Smaller airports at Zintan, Ghadames, Kufra and Ghat remain largely out of action.

The level of traffic through Benghazi's Benina airport - which reopened last year - will also be worth following, especially the possible resumption of more international flights.

CBL reforms

The past few months have seen extended debate about possible monetary and financial reforms, with the Tripoli CBL floating a series of ideas and plans.

These covered subsidies, trade policies and tariffs, and a mechanism for a floating exchange rate, which a CBL official said could range from LD3-5.75. This is against a "real" curent rate of over LD9.5 in the parallel market.

Implementing any changes will be a substantial logistical challenge, however, with dramatic knock-on effects across the economy. There have been no major economic reforms since the 2011 conflict.

Korean firms to return?

South Korean firms are reportedly looking to resume work on various power plants, but it remains to be seen whether security conditions and contractual agreements will enable them to do so.

Meetings have been held in the past few months between the GNA and various firms, including Hyundai, Daewoo and Doosan, which all had significant contracts as of 2011 but have since suspended work.

Following the kidnapping of foreign workers from the Ubari plant in November, Korean firms requested that security plans and guarantees be put in place as a condition of restarting work.

Oil output

Libya’s crude output rose strongly last year - a major bright spot in the economy - and is currently hovering around the 950,000 bpd mark.

The NOC is thought to require significant new funds to ramp up output much further, however, and has been pushing the GNA to finalise its budget as quickly as possible.

The first well in the second phase of Eni's offshore Bahr Essalam gas project set to start production in May, while the Bayda field in eastern Libya is expected to return to its nominal capacity in the first half of the year. 

However further disruption from attacks, closures and random acts of sabotage is likely to hamper the NOC's laudable efforts to boost production and stay out of the political fray.

Tobruq desalination project 

As of last month, installation work on the new evaporator at the Tobruq desalination plant was in its "final phase," suggesting that the upgrade project being carried out by Austria's Wabag is moving along.

This upgrade will raise the plant's capacity from 36,000 to 50,000 cubic meters per day.

Power capacity

Key projects to watch this year will include the planned 650MW Tobruq gas plant, agreed last year in a $400m EPC contract with Greek power firm Metka.

The long-delayed Ubari power plant, in southern Libya, should also theoretically start full operations this year, but has been plagued by security and logistics issues.

Meanwhile Korean firms may return to work on the Tripoli West, Khaleej, and Zueitina power plants, which have a total capacity of 3,000MW.

Siemens has signed two EPC contracts, worth €700m total, that are expected to add 1.3GW of capacity.

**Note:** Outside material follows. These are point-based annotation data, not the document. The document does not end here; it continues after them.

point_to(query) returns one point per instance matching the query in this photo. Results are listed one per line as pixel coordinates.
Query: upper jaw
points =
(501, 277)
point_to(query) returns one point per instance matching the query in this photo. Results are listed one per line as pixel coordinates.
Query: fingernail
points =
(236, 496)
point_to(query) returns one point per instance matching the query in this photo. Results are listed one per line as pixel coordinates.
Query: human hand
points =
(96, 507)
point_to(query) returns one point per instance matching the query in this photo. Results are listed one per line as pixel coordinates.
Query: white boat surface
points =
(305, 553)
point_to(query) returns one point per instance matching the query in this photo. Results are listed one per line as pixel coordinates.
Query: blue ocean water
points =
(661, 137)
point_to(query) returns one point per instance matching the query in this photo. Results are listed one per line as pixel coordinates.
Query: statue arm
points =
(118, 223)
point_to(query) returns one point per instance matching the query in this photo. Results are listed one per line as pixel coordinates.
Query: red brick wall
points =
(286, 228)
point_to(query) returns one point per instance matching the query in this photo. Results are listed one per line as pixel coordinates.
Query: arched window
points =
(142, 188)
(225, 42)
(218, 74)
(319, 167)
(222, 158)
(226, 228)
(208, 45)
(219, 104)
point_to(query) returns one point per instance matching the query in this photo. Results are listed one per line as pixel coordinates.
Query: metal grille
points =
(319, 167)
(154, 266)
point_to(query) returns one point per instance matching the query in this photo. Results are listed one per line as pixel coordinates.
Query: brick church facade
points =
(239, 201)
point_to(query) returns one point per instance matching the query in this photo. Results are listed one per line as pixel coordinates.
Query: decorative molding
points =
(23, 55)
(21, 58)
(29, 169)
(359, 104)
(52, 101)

They involve a 650MW open cycle power plant in Misrata with two F-class gas turbines, and a 690MW open cycle power plant in Tripoli West with four E-class gas turbines.
 
Blackouts continue to be regular occurrences across many areas, however.
 

Overseas trade

Trade levels have dropped sharply in the past few years, partly due to the economic slowdown, security concerns, and ongoing problems at borders.
 
Turkish exports to Libya continued to fall in the third quarter of 2017, for example, down 18% compared to the same period in 2016, while Tunisian exports to Libya dropped by 8.2% y-o-y in the first nine months of 2017.
 
A pick-up this year will depend on domestic demand levels and conditions at the key air, sea and land border points.
 

Cash and electronic payments

Libya continues to suffer from a cash shortage, with withdrawal caps still imposed by banks in most areas.

Both the Tripoli and Bayda CBLs have been printing new money - from the UK and Russia respectively - and it will be worth watching how many new Dinars make it into circulation this year.

A silver lining to this cloud has been more urgent efforts to push mobile and electronic payments.

Many banks have introduced new initiatives for retailers and consumers to access money and facilitate transactions, and this trend looks likely to persist this year.